GOP frontrunner Donald Trump tells a young audience at St. Norbert College in De Pere, Wisconsin about success.

“When you graduate, you want to get great jobs,” Trump told the audience. “If you want vacations, you’re not really in the right business.”

The real estate mogul also told students that the unemployment rate is designed to make politicians and presidents look good, but that it doesn’t account for people who have stopped looking for jobs.

“The loving is more important than having that good business,” Trump told the young listeners. “People that have great relationships with their wives or husbands” have great happiness, he explained. “Some of the most successful people in the world…they’re not necessarily happy people.”

“Most people think success is measured in the form of monetary success. It’s not really,” he added, saying that be believes a successful person is one that has a loving family. However, he did acknowledge monetary success “does make life easier.”

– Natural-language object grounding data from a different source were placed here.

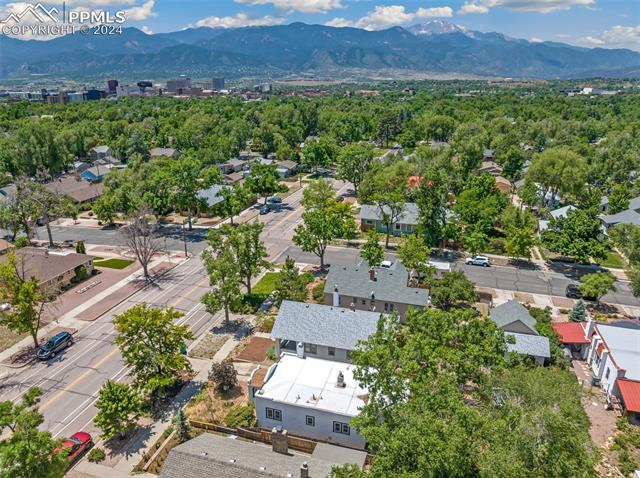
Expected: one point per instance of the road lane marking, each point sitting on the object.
(91, 369)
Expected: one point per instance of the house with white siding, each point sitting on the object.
(309, 397)
(322, 331)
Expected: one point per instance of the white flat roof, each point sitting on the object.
(310, 382)
(624, 346)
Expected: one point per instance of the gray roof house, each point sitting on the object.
(512, 316)
(520, 330)
(231, 457)
(628, 216)
(556, 213)
(379, 289)
(164, 153)
(323, 330)
(371, 217)
(211, 195)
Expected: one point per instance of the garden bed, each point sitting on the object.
(211, 406)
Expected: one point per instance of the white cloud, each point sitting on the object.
(141, 12)
(239, 20)
(539, 6)
(434, 12)
(305, 6)
(339, 22)
(383, 16)
(617, 36)
(473, 8)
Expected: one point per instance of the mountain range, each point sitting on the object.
(436, 46)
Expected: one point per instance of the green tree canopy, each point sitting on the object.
(151, 344)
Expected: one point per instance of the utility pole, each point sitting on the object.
(184, 239)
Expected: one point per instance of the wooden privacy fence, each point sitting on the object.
(257, 434)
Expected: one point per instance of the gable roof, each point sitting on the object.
(76, 188)
(163, 152)
(409, 213)
(390, 284)
(510, 312)
(46, 265)
(224, 457)
(525, 344)
(318, 324)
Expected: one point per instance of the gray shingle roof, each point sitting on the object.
(510, 312)
(409, 214)
(390, 284)
(535, 345)
(210, 455)
(628, 216)
(323, 324)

“Never give up,” he told them. “You have to know about momentum.”

“The word momentum is a very important word…it’s a word you never hear when you think about success,” he explained, adding that it’s “important.” Trump told the young listeners to slow down and focus on something else if they ever feel that they have lost momentum.

“There’s a certain amount of luck,” he acknowledged. “The harder you work, the luckier you get.”

He told the crowd to remember to have “momentum, [and to] love what you do.”

Trump spoke only a little about politics, taking swipes at rival GOP presidential candidate Sen. Ted Cruz (R-TX) and those that he has defeated such as former Florida Gov. Jeb Bush and Wisconsin Gov. Scott Walker.